Run this first: the tower that collapses

The experiment: build a 2-layer network but skip the activation function — no squash, just matrix after matrix. Then build a 1-layer network whose single matrix is M = W₂·W₁ (the two weight matrices multiplied together). Feed both the same input x = [3, 5]. (Quick Lesson 3 refresher: each row of a weight matrix holds one neuron's weights, so matvec(W, x) computes every neuron's weighted sum at once.)

let W1 = [[2.0, -1.0],
          [0.0,  1.0]]
let W2 = [[ 1.0, 1.0],
          [-2.0, 3.0]]
let x  = [3.0, 5.0]

func matvec(_ W: [[Double]], _ v: [Double]) -> [Double] {
    W.map { row in zip(row, v).map(*).reduce(0, +) }
}

func matmat(_ A: [[Double]], _ B: [[Double]]) -> [[Double]] {
    A.map { row in
        (0..<B[0].count).map { j in
            (0..<B.count).map { k in row[k] * B[k][j] }.reduce(0, +)
        }
    }
}

let twoLayers = matvec(W2, matvec(W1, x))  // layer 1, then layer 2
let M = matmat(W2, W1)                     // merge the two matrices
let oneLayer = matvec(M, x)                // a single layer using M

print(twoLayers)  // [6.0, 13.0]
print(oneLayer)   // [6.0, 13.0]  — identical. Depth bought nothing.
print(M)          // [[2.0, 0.0], [-4.0, 5.0]]

W1 = [[2.0, -1.0],
      [0.0,  1.0]]
W2 = [[ 1.0, 1.0],
      [-2.0, 3.0]]
x  = [3.0, 5.0]

def matvec(W, v):
    return [sum(W[i][j] * v[j] for j in range(len(v)))
            for i in range(len(W))]

def matmat(A, B):
    return [[sum(A[i][k] * B[k][j] for k in range(len(B)))
             for j in range(len(B[0]))] for i in range(len(A))]

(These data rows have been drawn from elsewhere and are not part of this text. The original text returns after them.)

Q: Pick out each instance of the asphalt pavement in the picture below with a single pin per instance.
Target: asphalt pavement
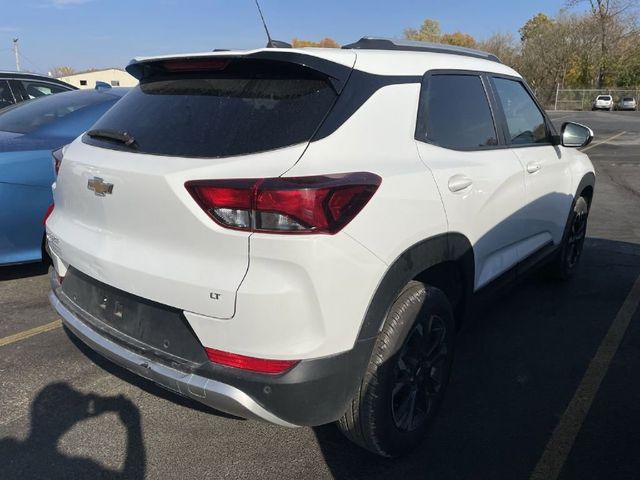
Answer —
(545, 380)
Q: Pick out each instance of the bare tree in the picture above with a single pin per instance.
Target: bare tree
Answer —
(614, 19)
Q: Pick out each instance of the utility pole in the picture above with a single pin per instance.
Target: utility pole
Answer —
(15, 51)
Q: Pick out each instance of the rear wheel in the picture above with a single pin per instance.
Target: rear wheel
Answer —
(564, 265)
(407, 374)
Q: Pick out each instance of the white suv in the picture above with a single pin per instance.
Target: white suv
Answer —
(294, 235)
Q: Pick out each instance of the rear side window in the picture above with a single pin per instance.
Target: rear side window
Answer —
(218, 115)
(455, 112)
(31, 115)
(525, 121)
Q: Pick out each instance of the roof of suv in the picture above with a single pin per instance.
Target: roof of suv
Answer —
(387, 61)
(33, 76)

two_layers = matvec(W2, matvec(W1, x))  # layer 1, then layer 2
M = matmat(W2, W1)                      # merge the two matrices
one_layer = matvec(M, x)                # a single layer using M

print(two_layers)  # [6.0, 13.0]
print(one_layer)   # [6.0, 13.0]  — identical. Depth bought nothing.
print(M)           # [[2.0, 0.0], [-4.0, 5.0]]

Both routes print [6.0, 13.0]. Try changing W1, W2, or x — they will always agree. As CS231n puts it: leave the nonlinearity out and "the two matrices could be collapsed to a single matrix." Biases don't save you either: with b₁ = [1, −1] and b₂ = [2, 0], both routes give [8.0, 8.0] — the two biases just fold into one (c = W₂·b₁ + b₂ = [2, −5]).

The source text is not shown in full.